ERROR Commit of WorkerSinkTask id + offsets threw an unexpected exception

Raju Divakaran

unread,

Jul 11, 2016, 8:44:53 AM7/11/16

to Confluent Platform

Hello,

Can anyone please help me with this error, which is showing up very frequently and I feel this ends up in a situation that kafka connect is just running but not doing its purpose ( from kafka to HDFS ).

[2016-07-11 09:25:10,319] ERROR Error closing writer for topicname.

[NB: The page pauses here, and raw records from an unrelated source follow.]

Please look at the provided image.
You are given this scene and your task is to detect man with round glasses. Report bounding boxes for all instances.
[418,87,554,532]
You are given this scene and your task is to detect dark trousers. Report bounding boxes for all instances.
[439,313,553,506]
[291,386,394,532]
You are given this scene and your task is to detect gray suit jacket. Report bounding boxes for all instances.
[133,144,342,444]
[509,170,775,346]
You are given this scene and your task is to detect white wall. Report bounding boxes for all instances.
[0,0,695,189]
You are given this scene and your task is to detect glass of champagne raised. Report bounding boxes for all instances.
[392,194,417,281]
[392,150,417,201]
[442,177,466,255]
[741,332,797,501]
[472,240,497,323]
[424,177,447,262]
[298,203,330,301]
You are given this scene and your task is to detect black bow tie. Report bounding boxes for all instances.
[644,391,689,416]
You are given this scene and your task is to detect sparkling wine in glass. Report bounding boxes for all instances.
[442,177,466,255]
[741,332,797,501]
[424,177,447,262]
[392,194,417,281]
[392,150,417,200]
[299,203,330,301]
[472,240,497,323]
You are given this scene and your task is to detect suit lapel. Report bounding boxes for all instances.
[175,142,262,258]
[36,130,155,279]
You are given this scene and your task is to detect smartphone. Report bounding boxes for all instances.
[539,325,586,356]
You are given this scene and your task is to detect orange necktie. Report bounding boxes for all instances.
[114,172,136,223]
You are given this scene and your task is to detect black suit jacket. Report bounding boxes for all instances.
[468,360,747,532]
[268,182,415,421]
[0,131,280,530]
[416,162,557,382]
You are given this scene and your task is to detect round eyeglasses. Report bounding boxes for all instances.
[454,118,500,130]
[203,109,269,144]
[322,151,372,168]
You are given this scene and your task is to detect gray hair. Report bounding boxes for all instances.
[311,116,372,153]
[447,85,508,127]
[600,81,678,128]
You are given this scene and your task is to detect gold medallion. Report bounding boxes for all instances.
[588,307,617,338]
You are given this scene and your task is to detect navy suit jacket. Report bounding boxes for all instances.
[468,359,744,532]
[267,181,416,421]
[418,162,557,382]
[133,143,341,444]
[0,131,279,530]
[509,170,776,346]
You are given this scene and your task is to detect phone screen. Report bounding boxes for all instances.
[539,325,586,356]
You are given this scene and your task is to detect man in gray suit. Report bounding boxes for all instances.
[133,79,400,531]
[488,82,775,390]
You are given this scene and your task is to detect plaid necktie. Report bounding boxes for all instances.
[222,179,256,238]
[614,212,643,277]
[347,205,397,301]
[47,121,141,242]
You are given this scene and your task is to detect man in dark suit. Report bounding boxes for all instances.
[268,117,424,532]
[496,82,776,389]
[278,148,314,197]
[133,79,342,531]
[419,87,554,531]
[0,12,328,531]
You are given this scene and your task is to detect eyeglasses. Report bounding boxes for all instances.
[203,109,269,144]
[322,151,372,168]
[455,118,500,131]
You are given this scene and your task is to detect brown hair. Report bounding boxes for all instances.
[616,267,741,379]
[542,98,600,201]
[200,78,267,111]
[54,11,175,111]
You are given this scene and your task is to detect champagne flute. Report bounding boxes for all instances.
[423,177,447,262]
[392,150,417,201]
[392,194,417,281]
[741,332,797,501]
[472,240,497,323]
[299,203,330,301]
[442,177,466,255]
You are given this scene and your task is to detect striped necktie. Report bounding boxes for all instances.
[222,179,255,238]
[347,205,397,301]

Error: {] (io.confluent.connect.hdfs.DataWriter:321)
[2016-07-11 09:25:11,320] INFO WorkerSinkTask{id=data_platform_high_traffic-8} Committing offsets (org.apache.kafka.connect.runtime.WorkerSinkTask:244)
[2016-07-11 09:25:11,327] ERROR Commit of WorkerSinkTask{id=data_platform_high_traffic-8} offsets threw an unexpected exception: (org.apache.kafka.connect.runtime.WorkerSinkTask:180)
org.apache.kafka.clients.consumer.CommitFailedException: Commit cannot be completed since the group has already rebalanced and assigned the partitions to another member. This means that the time between subsequent calls to poll() was longer than the configured session.timeout.ms, which typically implies that the poll loop is spending too much time message processing. You can address this either by increasing the session timeout or by reducing the maximum size of batches returned in poll() with max.poll.records.
at org.apache.kafka.clients.consumer.internals.ConsumerCoordinator$OffsetCommitResponseHandler.handle(ConsumerCoordinator.java:578)
at org.apache.kafka.clients.consumer.internals.ConsumerCoordinator$OffsetCommitResponseHandler.handle(ConsumerCoordinator.java:519)
at org.apache.kafka.clients.consumer.internals.AbstractCoordinator$CoordinatorResponseHandler.onSuccess(AbstractCoordinator.java:679)
at

org.apache.kafka.clients.consumer.internals.AbstractCoordinator$CoordinatorResponseHandler.onSuccess(AbstractCoordinator.java:658)
at org.apache.kafka.clients.consumer.internals.RequestFuture$1.onSuccess(RequestFuture.java:167)
at org.apache.kafka.clients.consumer.internals.RequestFuture.fireSuccess(RequestFuture.java:133)
at org.apache.kafka.clients.consumer.internals.RequestFuture.complete(RequestFuture.java:107)
at org.apache.kafka.clients.consumer.internals.ConsumerNetworkClient$RequestFutureCompletionHandler.onComplete(ConsumerNetworkClient.java:426)
at org.apache.kafka.clients.NetworkClient.poll(NetworkClient.java:278)
at org.apache.kafka.clients.consumer.internals.ConsumerNetworkClient.clientPoll(ConsumerNetworkClient.java:360)
at org.apache.kafka.clients.consumer.internals.ConsumerNetworkClient.poll(ConsumerNetworkClient.java:224)
at org.apache.kafka.clients.consumer.internals.ConsumerNetworkClient.poll(ConsumerNetworkClient.java:201)
at org.apache.kafka.clients.consumer.KafkaConsumer.pollOnce(KafkaConsumer.java:998)
at org.apache.kafka.clients.consumer.KafkaConsumer.poll(KafkaConsumer.java:937)
at org.apache.kafka.connect.runtime.WorkerSinkTask.pollConsumer(WorkerSinkTask.java:305)
at org.apache.kafka.connect.runtime.WorkerSinkTask.poll(WorkerSinkTask.java:222)
at org.apache.kafka.connect.runtime.WorkerSinkTask.iteration(WorkerSinkTask.java:170)
at org.apache.kafka.connect.runtime.WorkerSinkTask.execute(WorkerSinkTask.java:142)
at org.apache.kafka.connect.runtime.WorkerTask.doRun(WorkerTask.java:140)
at org.apache.kafka.connect.runtime.WorkerTask.run(WorkerTask.java:175)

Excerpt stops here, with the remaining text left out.